SIZE AND VELOCITY MEASUREMENTS IN SPRAYS AND PARTICLE-PRODUCING FLAME SPRAYS

Helmi Keskinen
Institute of Physics, Aerosol Physics Laboratory, Tampere University of Technology, FIN-33101 Tampere, Finland
Mikko Aromaa
Institute of Physics, Aerosol Physics Laboratory, Tampere University of Technology, FIN-33101 Tampere, Finland
Martin C. Heine
Particle Technology Laboratory, Institute of Process Engineering, Department of Mechanical and Process Engineering, 8092 Zurich, Switzerland
Jyrki M. Makela
Particle Technology Laboratory, Institute of Process Engineering, Department of Mechanical and Process Engineering, 8092 Zurich, Switzerland

ABSTRACT

The liquid flame spray technique for nanoparticle production was investigated by in situ droplet and particle diagnostics with and without spray combustion in the presence or absence of zirconia particle precursor.

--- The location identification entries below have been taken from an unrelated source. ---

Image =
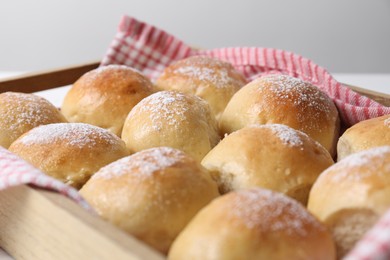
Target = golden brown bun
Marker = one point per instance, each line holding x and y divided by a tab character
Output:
104	96
70	152
284	100
253	224
364	135
21	112
350	196
151	194
174	119
271	156
213	80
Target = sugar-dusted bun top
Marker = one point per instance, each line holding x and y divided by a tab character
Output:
21	112
364	135
70	152
271	156
253	224
151	194
174	119
351	196
359	180
104	96
285	100
209	78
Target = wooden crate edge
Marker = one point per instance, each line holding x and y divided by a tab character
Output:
40	224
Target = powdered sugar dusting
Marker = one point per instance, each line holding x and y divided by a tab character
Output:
113	67
287	135
271	212
24	109
387	122
290	90
91	76
72	134
143	163
375	161
209	70
164	107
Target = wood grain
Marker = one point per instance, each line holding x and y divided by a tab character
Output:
39	224
43	80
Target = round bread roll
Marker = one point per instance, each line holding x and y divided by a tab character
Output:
21	112
103	97
213	80
350	196
272	156
151	194
174	119
69	152
364	135
253	224
284	100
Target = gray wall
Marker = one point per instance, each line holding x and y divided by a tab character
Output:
341	35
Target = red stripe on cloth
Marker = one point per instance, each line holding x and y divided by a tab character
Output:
253	62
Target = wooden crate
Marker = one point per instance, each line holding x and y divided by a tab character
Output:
39	224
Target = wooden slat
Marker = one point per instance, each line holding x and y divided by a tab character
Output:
45	79
39	224
381	98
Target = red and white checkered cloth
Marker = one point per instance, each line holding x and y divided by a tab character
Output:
15	171
150	50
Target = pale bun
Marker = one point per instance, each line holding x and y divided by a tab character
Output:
104	96
21	112
212	79
271	156
284	100
350	196
174	119
151	194
69	152
253	224
364	135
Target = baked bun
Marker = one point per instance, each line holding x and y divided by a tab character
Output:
284	100
213	80
271	156
364	135
174	119
21	112
69	152
103	97
350	196
151	194
253	224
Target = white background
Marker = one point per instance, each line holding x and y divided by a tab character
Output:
350	36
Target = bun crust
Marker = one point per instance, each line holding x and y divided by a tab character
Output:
69	152
21	112
364	135
214	80
103	97
281	99
253	224
350	196
151	194
271	156
174	119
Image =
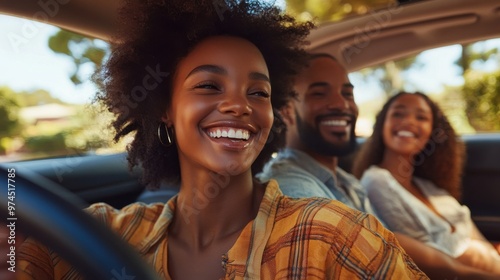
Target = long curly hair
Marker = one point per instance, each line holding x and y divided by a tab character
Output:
441	161
135	83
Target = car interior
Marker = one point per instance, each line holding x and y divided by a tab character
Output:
358	42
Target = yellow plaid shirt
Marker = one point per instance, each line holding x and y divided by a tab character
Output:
312	238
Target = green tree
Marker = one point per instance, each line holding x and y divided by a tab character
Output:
475	52
9	112
36	97
81	50
482	98
388	75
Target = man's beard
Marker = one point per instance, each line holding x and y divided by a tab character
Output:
314	140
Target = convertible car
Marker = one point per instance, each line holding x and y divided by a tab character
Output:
395	32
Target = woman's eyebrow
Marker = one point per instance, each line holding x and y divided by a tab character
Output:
208	68
258	76
220	70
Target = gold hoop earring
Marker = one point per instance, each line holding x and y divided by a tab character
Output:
164	135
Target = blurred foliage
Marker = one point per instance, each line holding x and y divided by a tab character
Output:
332	10
389	74
10	123
9	113
48	144
481	93
81	50
475	52
37	97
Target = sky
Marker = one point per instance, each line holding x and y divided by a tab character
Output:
28	64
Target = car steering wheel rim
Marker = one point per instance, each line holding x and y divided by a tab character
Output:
53	215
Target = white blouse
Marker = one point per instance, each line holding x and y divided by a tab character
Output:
406	214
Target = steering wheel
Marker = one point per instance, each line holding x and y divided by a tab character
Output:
53	215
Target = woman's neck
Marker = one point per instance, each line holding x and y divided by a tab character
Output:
213	207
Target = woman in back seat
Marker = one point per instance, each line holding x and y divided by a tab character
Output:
411	167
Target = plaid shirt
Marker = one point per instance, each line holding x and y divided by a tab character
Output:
310	238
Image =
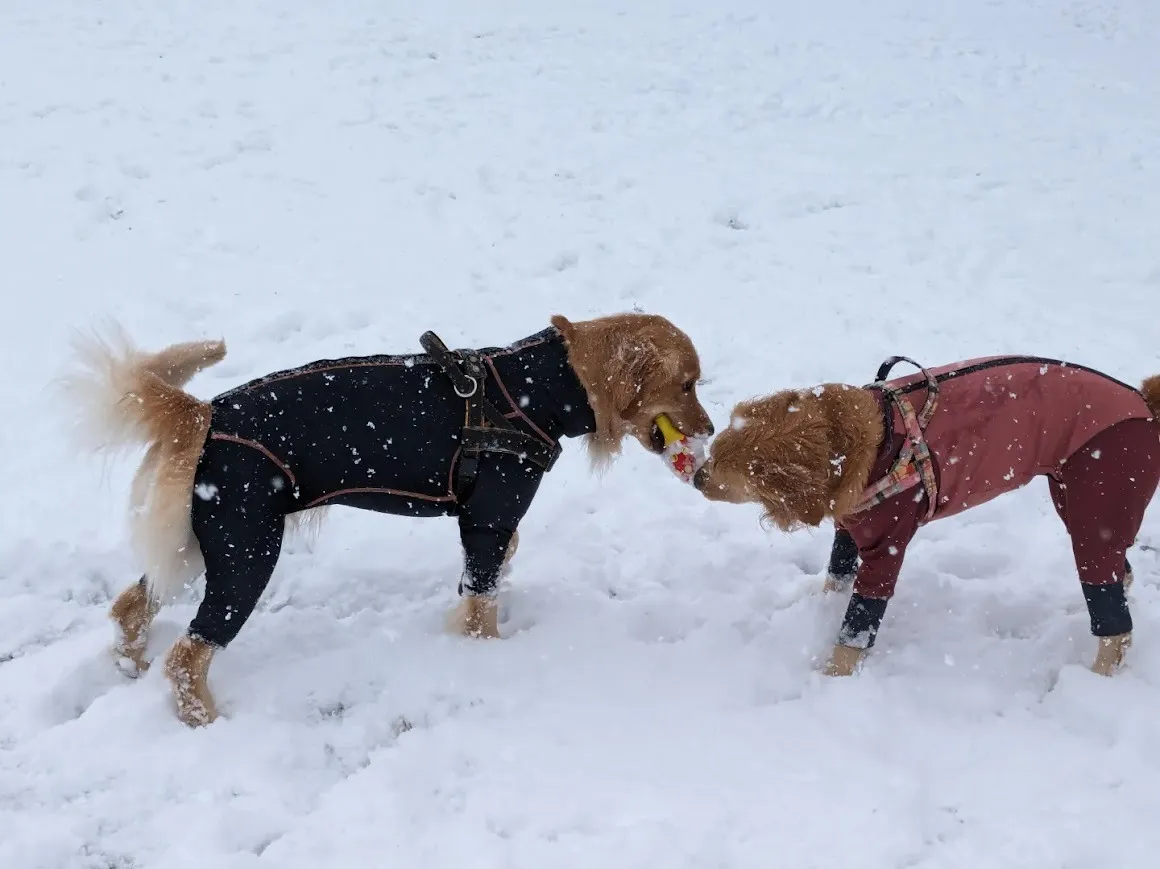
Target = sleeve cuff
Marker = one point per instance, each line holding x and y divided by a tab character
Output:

In particular, the effect of atomization gas flow and liquid feed rates on spray characteristics and particle morphology was studied. Droplet size distributions were determined from submicron to supermicron range using phase Doppler anemometry (PDA, droplets >1 μm), scanning mobility particle sizer (droplets <1 μm), and electrical low-pressure impactor (whole droplet size range). The number mean droplet diameters were submicron, while the mass mean diameters were in the supermicron range. During spray combustion, droplet size distributions measured by PDA were affected by fast droplet evaporation and combustion such that an increasing atomization gas flow rate led to decreasing Sauter mean diameters. Average downstream gas velocities estimated by PDA decreased for increasing liquid feed and constant atomization gas flow. Also, particle production, that is, precursor feed to the flame, reduced the gas velocities. Zirconia product composition and morphology were determined by transmission electron microscopy and X-ray diffraction. High atomization gas flow rates resulted in complete precursor evaporation and produced zirconia particles of uniform size and shape.